Inspiracja tygodnia – plecionka rattanowa we wnętrzach
Dzień dobry po długiej przerwie! Jak Wam mijają wakacje? Moje jak na razie spędzone w domu choć marzy mi się choć krótki wypoczynek gdzieś nad wodą… Ale do rzeczy. Tematem dzisiejszego wpisu jest plecionka rattanowa. Znana też pod takimi nazwami jak plecionka wiedeńska czy francuska, chyba najbardziej kojarzy się ze słynnymi krzesłami Thonet numer 14, gdzie wykorzystywana była (i jest nadal) na siedzisku. Dzisiaj, wraca do świata wnętrz w wielkim stylu i możemy ją zobaczyć na coraz większej liczbie elementów wnętrza – od krzeseł i foteli przez wypełnienie drzwi kredensów, szaf po mniejsze przedmioty dekoracyjne jak na przykład klosze lamp. Znam ten materiał już dość dobrze i zauroczył mnie on swoja uniwersalnością, wytrzymałością oraz ponadczasowym wyglądem. Dlatego dzisiaj skupimy się na wykorzystaniu plecionki we współczesnych wnętrzach, a w szczególności na moich ulubionych pomysłach na DIY. Zapraszam!
Ten specyficzny rodzaj plecionki wykorzystywany jest w meblarstwie już od XIX w., wtedy też za sprawą wspomnianych już projektów krzeseł Thonet nr 14 zdobyła ona popularność. Krzesła te zaczęły być typowym wyposażeniem wiedeńskich kafejek, a później i w innych miastach, i do dzisiaj się z nimi kojarzą. Być może dlatego plecionka rattanowa nazywana jest niekiedy plecionką wiedeńską czy francuską. W późniejszym czasie plecionkę zaczęto wykorzystywać również na oparciach krzeseł i foteli.
Na początku, plecionka wykonywana była ręcznie, było to zajęcie bardzo pracochłonne, dlatego też wkrótce pracę ręczną zastąpiły maszyny do wyrobu gotowych mat, które możemy kupić do dzisiaj. Materiał ten ma wiele zalet – jest lekki, sprężysty i elastyczny, dzięki czemu można go dopasowywać do różnych kształtów a także odporny na warunki atmosferyczne (stąd też popularność wykorzystania w meblach zewnętrznych) oraz możliwość malowania i przemalowywania.

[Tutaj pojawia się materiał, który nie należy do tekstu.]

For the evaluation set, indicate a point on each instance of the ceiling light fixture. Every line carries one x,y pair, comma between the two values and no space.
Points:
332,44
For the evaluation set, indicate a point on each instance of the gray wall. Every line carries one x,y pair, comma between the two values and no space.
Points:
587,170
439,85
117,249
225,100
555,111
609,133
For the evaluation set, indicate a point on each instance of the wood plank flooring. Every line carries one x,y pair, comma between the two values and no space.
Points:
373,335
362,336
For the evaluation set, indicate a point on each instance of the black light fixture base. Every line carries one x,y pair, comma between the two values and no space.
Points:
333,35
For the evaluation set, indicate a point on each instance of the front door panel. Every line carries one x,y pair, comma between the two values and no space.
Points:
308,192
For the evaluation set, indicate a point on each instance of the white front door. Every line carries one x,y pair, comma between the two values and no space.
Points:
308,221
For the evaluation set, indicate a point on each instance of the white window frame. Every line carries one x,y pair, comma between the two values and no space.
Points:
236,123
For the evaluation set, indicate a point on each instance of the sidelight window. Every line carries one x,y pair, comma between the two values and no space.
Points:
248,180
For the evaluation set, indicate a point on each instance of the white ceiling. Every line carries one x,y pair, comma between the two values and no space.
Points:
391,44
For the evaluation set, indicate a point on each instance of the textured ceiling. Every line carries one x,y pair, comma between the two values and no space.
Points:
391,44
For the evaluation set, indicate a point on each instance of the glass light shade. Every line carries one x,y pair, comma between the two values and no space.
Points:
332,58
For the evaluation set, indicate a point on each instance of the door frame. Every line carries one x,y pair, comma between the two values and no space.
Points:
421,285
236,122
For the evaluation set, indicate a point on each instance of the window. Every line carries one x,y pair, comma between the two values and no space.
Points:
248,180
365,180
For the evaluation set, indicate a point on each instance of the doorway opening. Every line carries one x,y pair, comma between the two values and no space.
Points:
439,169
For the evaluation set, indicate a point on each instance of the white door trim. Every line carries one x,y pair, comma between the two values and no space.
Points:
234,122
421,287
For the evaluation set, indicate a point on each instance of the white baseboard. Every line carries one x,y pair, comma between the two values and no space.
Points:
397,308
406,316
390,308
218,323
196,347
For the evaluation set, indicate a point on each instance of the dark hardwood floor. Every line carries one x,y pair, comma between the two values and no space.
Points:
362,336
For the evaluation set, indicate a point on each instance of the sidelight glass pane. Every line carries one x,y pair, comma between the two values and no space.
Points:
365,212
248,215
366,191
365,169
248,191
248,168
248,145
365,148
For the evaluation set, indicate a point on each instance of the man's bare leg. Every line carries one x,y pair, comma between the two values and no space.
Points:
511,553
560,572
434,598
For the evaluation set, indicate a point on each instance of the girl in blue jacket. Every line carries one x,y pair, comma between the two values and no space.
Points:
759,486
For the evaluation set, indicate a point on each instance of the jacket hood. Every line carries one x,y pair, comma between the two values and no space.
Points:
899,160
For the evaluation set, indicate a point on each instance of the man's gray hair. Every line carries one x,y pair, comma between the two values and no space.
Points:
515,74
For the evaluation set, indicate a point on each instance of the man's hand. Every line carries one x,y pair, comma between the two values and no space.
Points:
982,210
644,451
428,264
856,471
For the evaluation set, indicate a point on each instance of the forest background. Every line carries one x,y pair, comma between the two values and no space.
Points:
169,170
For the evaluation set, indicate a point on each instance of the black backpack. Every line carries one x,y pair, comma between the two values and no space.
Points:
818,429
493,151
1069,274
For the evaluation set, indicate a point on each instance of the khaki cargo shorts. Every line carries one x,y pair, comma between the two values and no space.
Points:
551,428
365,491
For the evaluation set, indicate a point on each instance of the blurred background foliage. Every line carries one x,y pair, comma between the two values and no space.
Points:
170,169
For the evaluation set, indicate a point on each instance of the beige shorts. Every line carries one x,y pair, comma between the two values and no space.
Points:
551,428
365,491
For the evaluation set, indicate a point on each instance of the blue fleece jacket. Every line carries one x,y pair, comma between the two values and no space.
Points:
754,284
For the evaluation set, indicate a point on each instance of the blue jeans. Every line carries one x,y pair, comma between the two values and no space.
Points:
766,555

Plecionka wiedeńska to ponadczasowość. Świetnie odnajdzie się zarówno we wnętrzach klasycznych, w stylu skandynawskim, wnętrzach z elementami vintage czy tych na wskroś nowoczesnych.
Na rynku wyposażenia do wnętrz możemy znaleźć coraz więcej propozycji elementów z jej wykorzystaniem. Słynne krzesła z giętego drewna z plecionkowym siedziskiem wciąż są produkowane przez firmę Fameg z Radomska, do łask wrócił też inny klasyk ze świata krzeseł, z użyciem plecionki czyli przedstawiane już przeze mnie krzesło Cesca. Wiele współczesnych firm meblarskich ma teraz w swojej ofercie krzesła i fotele z użyciem plecionki nawiązujące w mniejszym lub większym stopniu do klasycznych projektów sprzed lat.
Ale plecionka występuje nie tylko na krzesłach. To materiał, który często znajdziecie na ławkach, ławach, stolikach – nie tylko tych ogrodowych. Zaletą takich mebli będzie z pewnością lekkość, a co za tym idzie mobilność.
Plecionka bardzo wdzięcznie wygląda na frontach szaf, kredensów, komód, stolików nocnych – może być ażurowa i przezierna lub wykończona szkłem lub innym materiałem kryjącym od wewnątrz mebla, który będzie stanowił dla niej tło i chronił wnętrze przed kurzem.
Plecionka to świetny pomysł na wykonanie osłon na grzejniki (który zresztą sama mam zamiar kiedyś uskutecznić) – nie zakłóci przepływu ciepła, a stanie się dodatkowym elementem dekoracji wnętrza.
W dekoracjach wnętrz plecionkę rattanowa możemy najczęściej spotkać na kloszach lamp, koszach do przechowywania ale też na osłonkach dla roślin czy dla… wazonów.
Innym pomysłem na jej wykorzystanie może być przesłonięcie przeszklonych drzwi lub wykonanie lekkich paneli ażurowych oddzielających poszczególne części pomieszczenia – zapewni nam to prywatność przy jednoczesnym dopływie światła naturalnego.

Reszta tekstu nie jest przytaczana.